Köyün girişinde halkın açtığı bir köy pazarı var. Adım başı reçel, peynir, tarhana, erişte, bal satan tezgahlara rastlıyorum. Arnavut kaldırımlı, çoğu metruk yapıdan oluşan dar sokaklarından yürüdüğümde pek çok evin oturulamaz durumda olduğunu, yaşam belirtisi olan evlerin de turistik ve ticari hareketliliğe bağlı olarak nispeten bakımlı olduğunu gözlemliyorum.


Genellikle üç katlı, taş, ağaç veya kerpiçten yapılmış 200’den fazla tarihi eve sahip köydeki pekçok evin üst katlarındaki pencereler kafesli veya cumbalı. Evlerin çoğunda ‘hayat’ denilen avlular var, dolaşırken bu avlularda sac üzerinde gözleme pişiren kadınlara da denk geliyorum.


Kapı tokmaklarını, çeşmelerini ve söylentiye göre dünyanın en dar sokağı olan Cin Aralığı Sokağı’nı fotoğraflıyorum. Osmanlı Tarihi Fırını’ndan ekmek almayı ihmal etmiyorum. Birkaç yıl önce Kınalı Kar dizisinin çekildiği ev günübirlik ziyaretçilere açık, canınız gözleme isterse bir çay molası verip dizinin çekildiği alanları gezebiliyorsunuz.


Köy meydanından sola doğru kıvrıldığımda Mavi Boncuk Konukevi’ni görüyorum. Köyde konaklanabilecek tek seçenek olan, hem restoran hem konaklama hizmeti veren Mavi Boncuk, 2 katlı müstakil evin butik otele çevrilmesi ve sahibi Güner Hanım’ın gözlemeleriyle ünlenmiş.


Bahçesindeki karafırında ekmekler, kekler, erişteler yapan konukevinin ağaçlar altındaki şirin kuytusunda bir çay veya kahve molası verdikten sonra gün batımına yakın İstanbul yoluna koyuluyorum.

Dönüş yolunda feribota binmeden Gemlik’te bir zeytin molası veriyorum. Kaselerde sunulan zeytin ve zeytinyağı çeşitlerini tadarak nerdeyse yıllık tüketeceğim kadarını alıyorum. Yolunuz düşerse Gemlik’ten geçerken leziz zeytinini ıskalamayın derim..


BURSA İLE İLGİLİ ANEKTODLAR

• 70 yıllık ömrünün 50 yılını yolllarda, at sırtında geçiren Evliya Çelebi’nin 400. Yılı sebebiyle UNESCO 2011’i Evliya Çelebi yılı ilan etmiş. Bu sebeple Evliye Çelebi Yolu Keşif Projesi başlatılmış.
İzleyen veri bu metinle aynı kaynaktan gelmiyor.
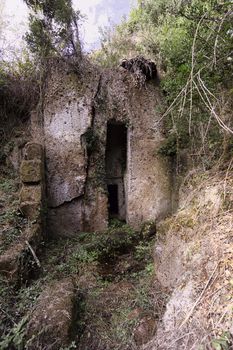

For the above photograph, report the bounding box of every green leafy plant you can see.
[24,0,82,60]
[0,316,28,350]
[60,341,77,349]
[109,218,126,229]
[211,332,232,350]
[95,0,233,167]
[82,127,98,155]
[134,241,152,262]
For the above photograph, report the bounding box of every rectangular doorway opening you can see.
[107,184,119,217]
[105,121,127,221]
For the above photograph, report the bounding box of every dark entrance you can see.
[107,184,119,215]
[105,122,127,220]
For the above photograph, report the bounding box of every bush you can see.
[95,0,233,166]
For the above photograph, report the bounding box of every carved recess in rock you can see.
[40,62,172,236]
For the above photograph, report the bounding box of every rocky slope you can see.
[144,167,233,350]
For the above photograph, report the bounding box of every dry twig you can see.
[25,240,41,268]
[179,262,219,330]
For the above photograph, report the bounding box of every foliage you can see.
[95,0,233,167]
[0,275,43,349]
[0,1,83,142]
[211,332,232,350]
[109,218,126,229]
[92,225,138,262]
[24,0,82,60]
[0,175,24,255]
[0,4,40,122]
[154,0,233,162]
[0,217,160,350]
[0,51,40,133]
[82,127,99,155]
[61,341,77,350]
[53,224,139,276]
[134,241,153,263]
[91,19,139,68]
[0,316,28,350]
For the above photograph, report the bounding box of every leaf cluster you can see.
[94,0,233,166]
[24,0,81,59]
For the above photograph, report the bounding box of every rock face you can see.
[0,243,24,280]
[20,160,42,183]
[35,61,172,236]
[134,315,157,345]
[144,173,233,350]
[20,142,45,222]
[0,142,44,282]
[26,278,76,349]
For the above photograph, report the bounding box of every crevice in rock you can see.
[48,194,84,210]
[81,73,103,198]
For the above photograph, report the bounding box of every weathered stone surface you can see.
[47,200,83,237]
[83,190,108,232]
[7,141,44,284]
[26,278,76,349]
[44,93,91,207]
[20,160,42,183]
[133,315,157,345]
[47,168,86,207]
[24,142,43,160]
[26,223,43,245]
[0,243,24,279]
[0,224,42,281]
[41,62,172,235]
[20,185,42,203]
[20,202,41,221]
• Otomotiv devleri Tofaş-Fiat, Oyak- Renault ve Karsan otomobil fabrikaları Bursa’da.

• Mart ayında 9.su düzenlenen Bursa Kitap Fuarı da şehre ayrı bir hareketlilik katıyor. Can Dündar, Yekta Kopan, Ahmet Ümit, Oya Baydar, Ataol Behramoğlu gibi yazarların katılımıyla renklenen fuara İstanbul’dan giden okuyucular da oluyor.
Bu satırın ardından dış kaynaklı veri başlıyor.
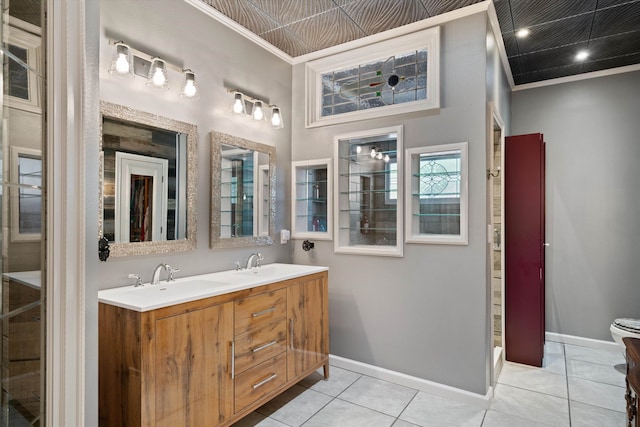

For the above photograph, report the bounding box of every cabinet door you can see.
[287,274,329,380]
[155,303,234,426]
• Kaplıcaları ünlü Bursa’da İnegöl Oylat Kaplıcaları, Gemlik- Terme, Armutlu Kaplıcaları ziyaret edilebilir.

• Uludağ, İznik, Mudanya, İnegöl Bursa’nın diğer turistik ilçelerinden.

• Futbol takımı Bursaspor’un 2009-2010 sezonunda Turkcell Süper Lig şampiyonu olması sebebiyle sokaklarında takımın bayraklarını sıkça görebilirsiniz.

• Pideli köfte, cantık pidesi, talaş kebabı, bağdat hurması, inegöl köfte şehre özgü diğer tatlardan.


Nasıl gidilir?

İstanbul'dan TEM veya E5 karayolunu takip ederek Darıca, Bayramoğlu sapağından dönülür. Eskihisar'dan Topçular'a yapılacak 40 dakikalık feribot yolculuğu sonrasında Topçular- Bursa arası 70 km.